I can see a huge difference. Properly implemented PKCS#11 provides you the
same separation as GSS-Proxy for keytabs. I.e. non-root process will not be
able to extract any private keys.

Also, PKCS#11 is a standard so any application can use it. I don't like
IPA-specific hacks, let's use a standard.

Standards are fine. That's not the point though.
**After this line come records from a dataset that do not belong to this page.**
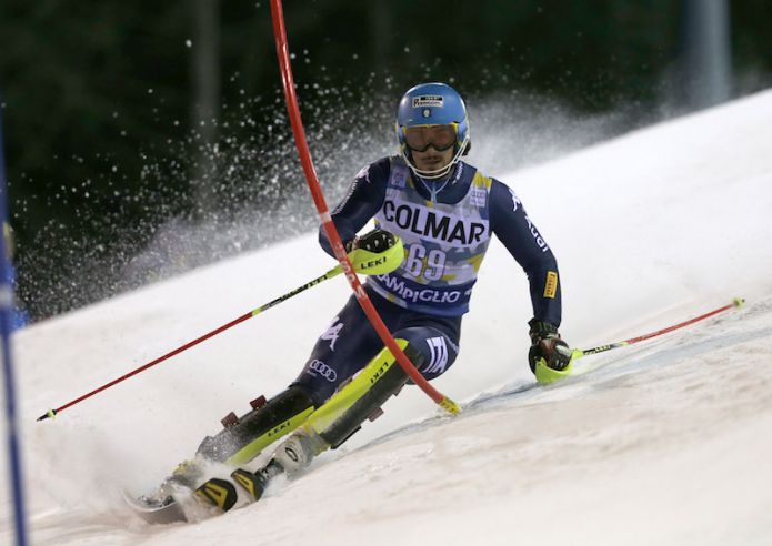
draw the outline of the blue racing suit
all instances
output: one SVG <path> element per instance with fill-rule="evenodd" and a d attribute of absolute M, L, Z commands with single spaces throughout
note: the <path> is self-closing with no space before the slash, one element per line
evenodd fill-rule
<path fill-rule="evenodd" d="M 418 179 L 401 156 L 383 158 L 355 176 L 332 212 L 344 243 L 374 219 L 402 239 L 405 260 L 392 273 L 368 277 L 365 290 L 394 337 L 421 355 L 428 380 L 448 370 L 459 352 L 461 317 L 485 251 L 495 235 L 528 275 L 533 316 L 561 321 L 558 264 L 515 193 L 459 162 L 443 181 Z M 320 243 L 332 255 L 320 229 Z M 313 347 L 293 385 L 317 405 L 363 368 L 382 348 L 357 299 L 351 296 Z"/>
Although I realize I have not said it explicitly before I am not all
that happy to have a generic pkcs#11 storage in IPA. Storing *arbitrary
private* keys in my mind is clearly the job of DRM which has been built
with that specific use case in mind and has all the appropriate
protections. Putting unencrypted private keys in the IPA tree is IMHO a
too high risk.
Oh wait, I think we misunderstood each other. I'm not proposing to store any
keys unencrypted (in IPA)! I only want to design the LDAP schema not to be
IPA-specific, nothing else.

In case of IPA we can always encrypt all keys (when we have vault available).
I hope this clears the misunderstanding.

Well if the Vault is the storage, then why do we care for an LDAP
schema ?
We need PKCS#11 for CA certificates, BIND and OpenDNSSEC anyway so we need to design schema for *public* data. All private data can be stored in Vault if we agree on that.

In theory, we can use proposed schema for PKCS#11 key storage and just replace private key attributes with an reference to vault and we are done.

I think Vault is the right storage for user custom data or application
custom data.

I am not sure we want to depend on the vault for DNS, because it needs
high availability, however given we copy the keys on the local
filesystem, once generated, perhaps the Vault is sufficient if it is a
replicated system. I am not sure DRM is replicated, or will be
replicated in the first incarnation, so that's why I am treating DNS
differently.

I am not against creating a generic schema if we think it may be useful
for others, but the more I thin of it the less I think we should use it
for anything but DNS keys and they should be definitely encrypted in
LDAP and the DNS server machines should be the only ones able to decrypt
them.
Even if all keys will be encrypted?

ELOOP ? :)

A casual search with directory manager should never yield private keys.
It makes sense. As I said above, all keys should be encrypted when the
proposed schema will be used as part of IPA.


Anyway, should we use vault for key storage from the beginning and do not
spend time on a throw-away schema design etc.?

I can see the reasoning and we don't need two mechanisms for the same thing.

Right.

I guess my only reservation is about whether DRM storage is replicated
or not. Although both the K/M and DNS cases do not require the Vault to
be online at all times because the keys will be downloaded and stored
locally and only needs to be accessed when they changed, there is the
problem of having all keys in a SPOF, that should not happen.
According to http://www.freeipa.org/page/V4/Password_Vault#Replication the replication is available for DRM, we just need to use it.

IMHO a vault without replication is not useful anyway. Users are not happy when their passwords disappear ;-)

The additional thing about the Vault is that we can use key escrow there
as a mechanism to re-encrypt automatically system relevant keys when a
new server is joined to the realm.
So we agree that Vault offers what we want so we should use it, right?

I think we should determine if we can use Vault for K/M. It would be another reason why we should use Vault instead of a custom solution.